I remember once, last year, before conceiving the baby (another act of faith), wondering what it would feel like to let the physical go. To give up. To decide that obesity was for me. For two seconds, I felt relief, and then after those seconds were over, I realized it was not an option. To continue on the path of physical self-destruction I had created for myself was to end up more afraid, more sick, more immobile, more incapable of doing all of the things that need to be done --as a mother, as a wife, as Cheryl. I have climbed mountains! I have swam in oceans! I have hiked through valleys and deserts and forests! I have carried children in my womb and on my back. I have nursed their stomachs and their souls. My body needs to be in a state of health so I can carry my grandchildren. So I can hike mountains with my husband. So I can swim in oceans until I am weathered and white. [But let's go back to those two seconds when I felt relief. In those seconds, I also learned something great about myself: I have moved past the myth that my worth is dictated by my appearance and my size. I am worthy of joy, intimacy, love, friendship, kindness, respect, admiration, and comfort, no matter my physical appearance.] 

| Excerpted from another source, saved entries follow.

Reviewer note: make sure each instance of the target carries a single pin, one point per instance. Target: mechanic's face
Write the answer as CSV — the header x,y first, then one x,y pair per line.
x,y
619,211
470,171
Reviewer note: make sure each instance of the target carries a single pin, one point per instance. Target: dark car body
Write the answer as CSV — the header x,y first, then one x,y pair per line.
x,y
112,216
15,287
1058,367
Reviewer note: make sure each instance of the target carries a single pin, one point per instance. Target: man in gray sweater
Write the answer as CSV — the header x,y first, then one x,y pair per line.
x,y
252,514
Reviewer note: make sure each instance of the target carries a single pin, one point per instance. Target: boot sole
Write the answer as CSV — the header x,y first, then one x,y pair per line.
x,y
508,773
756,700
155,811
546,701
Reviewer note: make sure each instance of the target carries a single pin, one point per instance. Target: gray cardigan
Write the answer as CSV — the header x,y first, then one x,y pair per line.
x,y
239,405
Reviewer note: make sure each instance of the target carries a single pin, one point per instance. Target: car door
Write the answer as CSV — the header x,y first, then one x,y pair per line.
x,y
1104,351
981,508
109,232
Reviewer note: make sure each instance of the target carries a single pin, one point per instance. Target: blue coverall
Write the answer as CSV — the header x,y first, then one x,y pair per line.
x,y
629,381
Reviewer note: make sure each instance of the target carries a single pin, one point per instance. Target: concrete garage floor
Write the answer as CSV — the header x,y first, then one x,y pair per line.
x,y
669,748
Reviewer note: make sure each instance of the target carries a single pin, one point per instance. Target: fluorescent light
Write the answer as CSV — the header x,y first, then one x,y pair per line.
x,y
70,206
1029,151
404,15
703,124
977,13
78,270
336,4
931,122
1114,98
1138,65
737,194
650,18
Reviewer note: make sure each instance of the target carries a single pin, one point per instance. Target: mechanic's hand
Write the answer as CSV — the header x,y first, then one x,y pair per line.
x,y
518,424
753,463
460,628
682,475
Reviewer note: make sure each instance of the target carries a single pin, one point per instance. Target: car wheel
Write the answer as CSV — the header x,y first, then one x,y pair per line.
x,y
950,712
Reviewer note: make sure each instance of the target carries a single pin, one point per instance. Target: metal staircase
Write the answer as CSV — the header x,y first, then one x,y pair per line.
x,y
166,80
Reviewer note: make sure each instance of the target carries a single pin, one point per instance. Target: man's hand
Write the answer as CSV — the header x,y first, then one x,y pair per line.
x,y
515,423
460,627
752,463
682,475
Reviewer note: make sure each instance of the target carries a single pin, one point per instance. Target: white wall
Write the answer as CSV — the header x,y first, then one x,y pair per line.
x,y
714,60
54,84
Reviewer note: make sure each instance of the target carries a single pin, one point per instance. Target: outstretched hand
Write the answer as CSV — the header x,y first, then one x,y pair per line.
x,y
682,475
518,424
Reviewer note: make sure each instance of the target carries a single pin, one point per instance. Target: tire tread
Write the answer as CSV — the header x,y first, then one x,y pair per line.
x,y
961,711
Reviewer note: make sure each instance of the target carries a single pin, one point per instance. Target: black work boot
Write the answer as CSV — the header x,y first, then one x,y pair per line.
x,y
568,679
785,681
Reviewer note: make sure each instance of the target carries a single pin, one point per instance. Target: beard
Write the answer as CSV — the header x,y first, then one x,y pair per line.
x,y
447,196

The truth is, I do not have to run marathons or win races or model or have perfect skin in order to have a healthy body capable of what I desire. I only need to put in some effort.

And there's the operative word again. Effort. Diligence. Try. Work. Elbow grease. Yes, Grace covers what I cannot accomplish --but that doesn't mean I get to sit around and do nothing. Learn nothing. Experience nothing. I still need to create effort, for how else can I learn? 

Baby steps, dear reader. I have been an optimist all of my life. The last few years have threatened to derail that part of my personality and I refuse to give it up. I face big struggles, many which I make public, some which I do not. All together, it means life is not simple, nor was it meant to be. But I do know one thing: even as I struggle with my understanding of the Atonement and even though I keep banging against these crosses I have been asked to carry, I have my faith. And my faith is strong. And my faith has always seen me through. Fear and Fools may mock, but they will learn: Faith in Christ is the only thing that will get me through all of this, through my life, through the pain. And yes, sometimes He says, "take some asthma and depression meds, woman!" and so I do. Sometimes He says, "give up your outside desires and focus on your family" and so I do. And sometimes, He even says, "you need to carry this for a while. But I'll be next to you the whole time." I know this, that no matter what comes my way, no matter what new things I'm asked to face, He is always there for me and only a sigh away. He is only a step between despair and joy. 

And I love Him for it all. 

1 comment:

Katrina said...

Beautifully put, Cheryl. I had to think of President Uchtdorf's message from the Women's Meeting on Saturday. How much I needed that reminder that the Lord loves me even while I go through these struggles, in spite of them, or perhaps because He sees the person I am struggling so very hard to become - no matter how many times I fall back into old habits or strain to overcome my own personal weaknesses. I'm so glad that I have the opportunity to be reminded of that in my life! Hang in there and keep loving your family. We were reminded in RS on Sunday that love is the essence of the gospel, and we as mothers have a great opportunity to show that love, even when we are not perfect at it!